The Prime Minister accepted that, after Iraq, the public was sceptical and war-weary but insisted the situation in Syria was not the same.

"It's not about taking sides in the conflict; it's not about invading. It's not about regime change or indeed working more closely with the Opposition; it's about the large-scale use of chemical weapons and our response to a war crime - nothing else."

He said it was "beyond doubt" the Syrian regime had used chemical weapons and that the evidence about the latest attack, including at least 95 videos, was "right in front of our eyes".

Mr Cameron insisted any ­military action would first have to be approved by another Commons vote and have to be "legal, proportionate and specific" in deterring the further use of chemical weapons.

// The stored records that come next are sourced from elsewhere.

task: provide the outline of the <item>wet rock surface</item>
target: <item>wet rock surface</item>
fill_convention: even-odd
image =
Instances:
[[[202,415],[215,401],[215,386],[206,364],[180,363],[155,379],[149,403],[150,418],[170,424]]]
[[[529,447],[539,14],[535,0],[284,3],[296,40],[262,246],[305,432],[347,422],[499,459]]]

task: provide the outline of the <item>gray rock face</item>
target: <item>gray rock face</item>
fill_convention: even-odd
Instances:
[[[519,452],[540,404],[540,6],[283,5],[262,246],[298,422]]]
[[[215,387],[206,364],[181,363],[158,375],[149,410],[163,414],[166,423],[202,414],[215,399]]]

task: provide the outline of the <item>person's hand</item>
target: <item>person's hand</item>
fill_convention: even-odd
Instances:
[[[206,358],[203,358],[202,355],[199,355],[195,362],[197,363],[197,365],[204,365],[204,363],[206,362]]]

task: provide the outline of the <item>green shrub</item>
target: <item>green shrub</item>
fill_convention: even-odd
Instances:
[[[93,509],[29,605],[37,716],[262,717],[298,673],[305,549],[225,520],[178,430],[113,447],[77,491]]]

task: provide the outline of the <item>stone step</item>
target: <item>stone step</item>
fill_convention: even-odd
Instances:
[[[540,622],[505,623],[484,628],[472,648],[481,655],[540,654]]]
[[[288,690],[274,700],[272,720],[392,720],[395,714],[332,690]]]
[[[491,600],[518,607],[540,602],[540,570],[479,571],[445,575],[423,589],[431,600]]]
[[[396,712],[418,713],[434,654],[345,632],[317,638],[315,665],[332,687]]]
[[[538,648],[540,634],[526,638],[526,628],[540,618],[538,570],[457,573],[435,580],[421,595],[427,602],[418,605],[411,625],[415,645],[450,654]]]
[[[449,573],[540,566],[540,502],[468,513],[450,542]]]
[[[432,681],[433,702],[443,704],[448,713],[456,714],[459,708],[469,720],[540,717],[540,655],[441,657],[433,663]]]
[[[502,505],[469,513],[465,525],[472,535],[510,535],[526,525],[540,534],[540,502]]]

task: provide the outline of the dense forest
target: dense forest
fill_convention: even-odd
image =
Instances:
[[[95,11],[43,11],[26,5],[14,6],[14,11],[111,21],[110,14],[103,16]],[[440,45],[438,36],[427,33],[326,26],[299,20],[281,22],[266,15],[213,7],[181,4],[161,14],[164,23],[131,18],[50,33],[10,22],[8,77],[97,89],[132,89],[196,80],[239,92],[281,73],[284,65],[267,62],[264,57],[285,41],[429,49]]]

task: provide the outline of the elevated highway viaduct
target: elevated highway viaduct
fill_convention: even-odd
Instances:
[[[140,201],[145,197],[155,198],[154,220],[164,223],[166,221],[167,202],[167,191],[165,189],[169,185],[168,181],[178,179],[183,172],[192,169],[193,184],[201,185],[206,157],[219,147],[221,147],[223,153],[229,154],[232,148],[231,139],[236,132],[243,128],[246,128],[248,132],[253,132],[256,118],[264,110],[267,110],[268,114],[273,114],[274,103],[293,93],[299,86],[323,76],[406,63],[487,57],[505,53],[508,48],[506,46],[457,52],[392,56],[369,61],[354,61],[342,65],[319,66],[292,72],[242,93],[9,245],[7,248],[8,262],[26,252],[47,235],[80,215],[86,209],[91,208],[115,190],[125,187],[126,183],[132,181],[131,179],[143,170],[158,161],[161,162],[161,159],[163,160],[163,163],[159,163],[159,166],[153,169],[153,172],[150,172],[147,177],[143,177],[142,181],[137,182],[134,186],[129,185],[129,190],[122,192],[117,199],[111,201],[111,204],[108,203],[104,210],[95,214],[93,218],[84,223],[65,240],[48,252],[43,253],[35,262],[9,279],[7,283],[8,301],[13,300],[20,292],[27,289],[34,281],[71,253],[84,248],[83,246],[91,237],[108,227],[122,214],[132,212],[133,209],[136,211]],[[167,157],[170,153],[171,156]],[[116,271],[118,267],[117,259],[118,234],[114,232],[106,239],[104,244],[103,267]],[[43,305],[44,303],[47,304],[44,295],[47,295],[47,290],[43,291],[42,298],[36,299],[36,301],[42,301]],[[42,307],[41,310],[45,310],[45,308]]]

He accepted there was no one single smoking piece of evidence and that ultimately it was a judgment call but he stressed it was in Britain's national interest that the ban on chemical weapons was upheld.

The PM accepted there was "no 100% certainty about what action might succeed or fail" but warned, given the Assad regime had used chemical weapons, that "if nothing is done, it will conclude it can use these weapons again and again and on a larger scale, and with impunity".

Labour leader Ed Miliband, whose amendment called for a delay until the United Nations inspectors reported, stressed that the UN was "not some inconvenient sideshow" but was vital before any military intervention could took place.

The Labour leader, to murmurs of disbelief from Tory benches, insisted he did not rule out military action but emphasised how any plans had to be carefully scrutinised on the basis of the consequences they would have.

Claiming Mr Cameron had to make a better case for inter­vention, he told the PM: "He cannot say this does not change our stance on Syria, this does not change our stance on the Syrian conflict. Frankly, it would."

Sir Malcolm Rifkind, the former Conservative Foreign Secretary, warned that any failure to act would send the wrong message to Damascus.

"There is no guarantee that a military strike against military targets will work but there is every certainty that, if we don't make that effort to punish and deter, then these actions will indeed continue," he said.

Fellow Tory Liam Fox the former Defence Secretary, said that, while he understood widespread concern about military intervention in Syria, he believed that to do nothing would be an "abdication of our international, legal and moral obligations".

He added: "To do nothing would be interpreted in Damascus as appeasement of a dreadful regime and of the dreadful actions it has carried out. Appeasement has never worked to further the cause of peace in the past.

"It will not now and it will not in the future."

But Angus Robertson for the SNP spoke out against swift ­military action, insisting that diplomatic and humanitarian efforts should be the focus of the international community.

"Having been misled on reasons for war in Iraq … the least the UK Government could have done is provided detailed evidence; frankly, it hasn't," he told MPs.

George Galloway, the Respect MP, also warned against UK ­military action, claiming the Syrian rebels definitely had sarin gas and "you don't have to be Einstein" to carry out a chemical attack.

"Russia and China say no to war. So do I and most people in this country," declared the Scot.

Jack Straw, who was Foreign Secretary when the UK joined the US in attacking Iraq in 2003, noted: "We all know - I have the scars about this - how easy it is to get into military action and how difficult it is to get out of it."

In the Lords, Lord Howard, the ex-Conservative leader, argued that Britain must not be paralysed by the Iraq war and risk being humiliated as the US and France intervened in Syria.

But Lord Forsyth, the former Scottish Secretary, said it defied common sense that a military strike on Syria would not lead to the radicalisation of Muslims.

He said pushing ahead with military action would be an act of supreme folly.

Lord Dannatt, former head of the British Army, said he, too, did not support military intervention at this time.

The crossbench peer argued a campaign plan must have a beginning, a middle and an end plus an exit strategy that left Syria in a better position.

He said: "I don't think we know how to do that because the risks, the uncertainties and the unintended consequences are too great."